OTT tersebut merupakan tindak lanjut laporan masyarakat terkait adanya oknum yang mengatasnamakan jaksa Kejati Sulsel dengan janji dapat mengurus penanganan perkara hingga penerimaan CPNS Kejaksaan RI.
Modus Mengaku Jaksa Pidsus
Aksi para terduga pelaku terungkap bermula pada Mei 2025, usai Kejati Sulsel merilis kasus dugaan korupsi perjalanan dinas fiktif tahun anggaran 2022–2023 di Balai Penyediaan Perumahan Sulawesi III.
AM, dengan bantuan R, mendatangi kediaman korban IS di Jalan Andi Djemma, Makassar. Dalam pertemuan tersebut, R meyakinkan korban bahwa AM merupakan jaksa aktif Kejati Sulsel yang memiliki akses menghentikan penanganan perkara yang tengah ditangani Bidang Tindak Pidana Khusus (Pidsus).
Atas klaim itu, korban diminta menyerahkan uang Rp45 juta, yang dibayarkan secara bertahap melalui transfer bank dan tunai.
Tak berhenti di situ, korban juga diarahkan untuk mengaburkan harta kekayaan, dengan mentransfer dana dari rekening pribadi ke rekening AM serta melakukan penarikan tunai. Langkah tersebut diduga sebagai upaya perintangan proses penyidikan.
AM bahkan disebut sempat menghubungi sejumlah pihak melalui aplikasi WhatsApp dalam perkara lain yang kini masih berada dalam tahap penyidikan Tim Pidsus Kejati Sulsel.
Janji Lulus CPNS Kejaksaan RI
Selain menawarkan pengurusan perkara korupsi, AM juga menjanjikan kelulusan IB, anak dari korban IS, sebagai CPNS Kejaksaan RI formasi Jaksa.

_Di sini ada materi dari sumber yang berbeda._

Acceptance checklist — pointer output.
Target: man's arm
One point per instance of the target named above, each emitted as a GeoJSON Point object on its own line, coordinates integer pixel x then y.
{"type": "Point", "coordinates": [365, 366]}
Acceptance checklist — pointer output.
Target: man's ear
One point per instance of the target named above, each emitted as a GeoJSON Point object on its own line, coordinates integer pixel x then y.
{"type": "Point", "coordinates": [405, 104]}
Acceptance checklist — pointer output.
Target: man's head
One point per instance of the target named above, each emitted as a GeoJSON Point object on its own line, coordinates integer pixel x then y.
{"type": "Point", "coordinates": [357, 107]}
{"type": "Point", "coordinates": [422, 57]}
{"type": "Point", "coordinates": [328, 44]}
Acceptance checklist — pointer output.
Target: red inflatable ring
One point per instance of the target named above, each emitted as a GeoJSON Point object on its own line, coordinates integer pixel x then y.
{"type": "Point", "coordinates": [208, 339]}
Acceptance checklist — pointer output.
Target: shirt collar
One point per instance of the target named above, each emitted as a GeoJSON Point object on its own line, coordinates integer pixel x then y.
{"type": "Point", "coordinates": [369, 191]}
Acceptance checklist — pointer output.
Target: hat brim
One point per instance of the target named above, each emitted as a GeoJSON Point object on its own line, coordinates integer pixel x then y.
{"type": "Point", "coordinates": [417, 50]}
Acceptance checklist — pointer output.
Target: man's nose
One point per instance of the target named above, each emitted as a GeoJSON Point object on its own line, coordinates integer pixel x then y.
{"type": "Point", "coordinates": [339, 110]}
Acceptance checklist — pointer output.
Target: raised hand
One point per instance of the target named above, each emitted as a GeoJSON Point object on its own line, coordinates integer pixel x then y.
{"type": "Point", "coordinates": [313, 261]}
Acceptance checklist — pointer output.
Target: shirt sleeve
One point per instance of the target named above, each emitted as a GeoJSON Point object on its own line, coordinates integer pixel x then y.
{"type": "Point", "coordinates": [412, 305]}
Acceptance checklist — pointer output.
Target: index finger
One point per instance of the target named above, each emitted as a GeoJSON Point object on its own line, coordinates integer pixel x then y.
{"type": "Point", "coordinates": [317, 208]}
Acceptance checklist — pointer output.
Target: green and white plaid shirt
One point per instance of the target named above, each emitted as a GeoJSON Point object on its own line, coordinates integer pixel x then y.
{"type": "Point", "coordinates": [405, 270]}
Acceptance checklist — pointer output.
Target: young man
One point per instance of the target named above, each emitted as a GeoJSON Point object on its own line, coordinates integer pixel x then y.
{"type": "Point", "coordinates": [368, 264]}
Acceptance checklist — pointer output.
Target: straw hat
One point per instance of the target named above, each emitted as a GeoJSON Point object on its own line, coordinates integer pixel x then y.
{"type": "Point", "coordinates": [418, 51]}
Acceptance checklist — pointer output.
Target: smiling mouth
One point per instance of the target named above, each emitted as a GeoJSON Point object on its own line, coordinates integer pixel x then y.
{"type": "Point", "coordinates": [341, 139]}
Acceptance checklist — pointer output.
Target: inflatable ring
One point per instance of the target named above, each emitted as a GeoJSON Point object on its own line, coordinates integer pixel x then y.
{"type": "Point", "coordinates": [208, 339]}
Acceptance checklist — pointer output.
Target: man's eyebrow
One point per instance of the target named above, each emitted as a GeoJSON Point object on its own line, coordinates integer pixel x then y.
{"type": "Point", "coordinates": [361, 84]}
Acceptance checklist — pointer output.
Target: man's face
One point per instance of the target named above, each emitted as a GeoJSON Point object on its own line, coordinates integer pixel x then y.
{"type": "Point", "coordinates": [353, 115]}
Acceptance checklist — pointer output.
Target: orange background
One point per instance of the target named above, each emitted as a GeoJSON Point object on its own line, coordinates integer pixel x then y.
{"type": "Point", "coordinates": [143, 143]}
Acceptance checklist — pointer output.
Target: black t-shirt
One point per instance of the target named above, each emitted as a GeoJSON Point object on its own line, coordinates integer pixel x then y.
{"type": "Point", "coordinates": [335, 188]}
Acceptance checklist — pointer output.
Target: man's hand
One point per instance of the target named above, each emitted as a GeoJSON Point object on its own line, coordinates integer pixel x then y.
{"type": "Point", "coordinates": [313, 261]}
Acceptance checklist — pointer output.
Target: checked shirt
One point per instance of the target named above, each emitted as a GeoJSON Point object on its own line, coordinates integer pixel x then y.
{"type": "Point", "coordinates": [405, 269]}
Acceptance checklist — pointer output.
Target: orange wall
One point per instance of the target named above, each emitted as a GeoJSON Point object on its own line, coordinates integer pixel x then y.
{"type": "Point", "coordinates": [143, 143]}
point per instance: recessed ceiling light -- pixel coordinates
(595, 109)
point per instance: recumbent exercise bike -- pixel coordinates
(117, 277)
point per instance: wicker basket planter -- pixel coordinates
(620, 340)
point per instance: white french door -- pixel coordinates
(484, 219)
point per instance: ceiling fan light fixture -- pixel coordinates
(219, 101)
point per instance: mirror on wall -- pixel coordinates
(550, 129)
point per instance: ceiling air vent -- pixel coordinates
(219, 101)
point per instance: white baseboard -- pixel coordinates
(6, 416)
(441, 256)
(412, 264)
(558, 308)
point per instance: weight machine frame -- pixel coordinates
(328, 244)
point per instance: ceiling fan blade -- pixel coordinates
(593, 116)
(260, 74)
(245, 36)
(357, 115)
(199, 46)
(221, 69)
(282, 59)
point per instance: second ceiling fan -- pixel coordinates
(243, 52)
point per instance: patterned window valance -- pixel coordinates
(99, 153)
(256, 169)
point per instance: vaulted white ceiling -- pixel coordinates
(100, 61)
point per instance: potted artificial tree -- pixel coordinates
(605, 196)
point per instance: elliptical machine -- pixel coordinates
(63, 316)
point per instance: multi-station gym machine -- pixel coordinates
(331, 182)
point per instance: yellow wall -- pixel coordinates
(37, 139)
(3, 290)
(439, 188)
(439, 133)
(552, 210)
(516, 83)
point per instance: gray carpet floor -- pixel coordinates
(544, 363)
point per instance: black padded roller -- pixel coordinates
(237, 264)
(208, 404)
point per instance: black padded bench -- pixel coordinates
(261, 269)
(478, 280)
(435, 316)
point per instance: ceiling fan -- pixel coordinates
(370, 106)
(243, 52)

Untuk menguatkan kebohongannya, AM meminta uang secara bertahap sejak Juni hingga Oktober 2025 dengan total mencapai Rp170 juta. Tak hanya itu, korban kembali dimintai uang tambahan Rp5 juta untuk pembuatan seragam dinas, Rp5 juta untuk tiket pesawat dan akomodasi hotel di Jakarta, hingga Rp10 juta dengan dalih uang kedukaan.
Dijerat Pasal Perintangan Penyidikan
Atas perbuatannya, AM dan R diduga melanggar Pasal 21 UU Nomor 31 Tahun 1999 sebagaimana diubah dengan UU Nomor 20 Tahun 2001 tentang Pemberantasan Tindak Pidana Korupsi, terkait perbuatan menghalangi atau merintangi proses penyidikan (obstruction of justice).
Kedua terduga pelaku kini diamankan di Kejati Sulsel untuk menjalani pemeriksaan dan pendalaman lebih lanjut.
Peringatan Keras Kejati Sulsel
Kepala Kejaksaan Tinggi Sulawesi Selatan, Dr. Didik Farkhan, mengingatkan masyarakat agar tidak mudah percaya pada oknum yang mengaku memiliki kewenangan di lingkungan Kejaksaan.
“Tidak ada ruang negosiasi dalam penanganan perkara maupun rekrutmen CPNS atau PPPK. Seluruh proses dilakukan secara transparan dan sesuai ketentuan hukum,” tegasnya.
Kejati Sulsel juga mengimbau masyarakat untuk segera melapor apabila menemukan praktik serupa yang mencatut nama institusi Kejaksaan.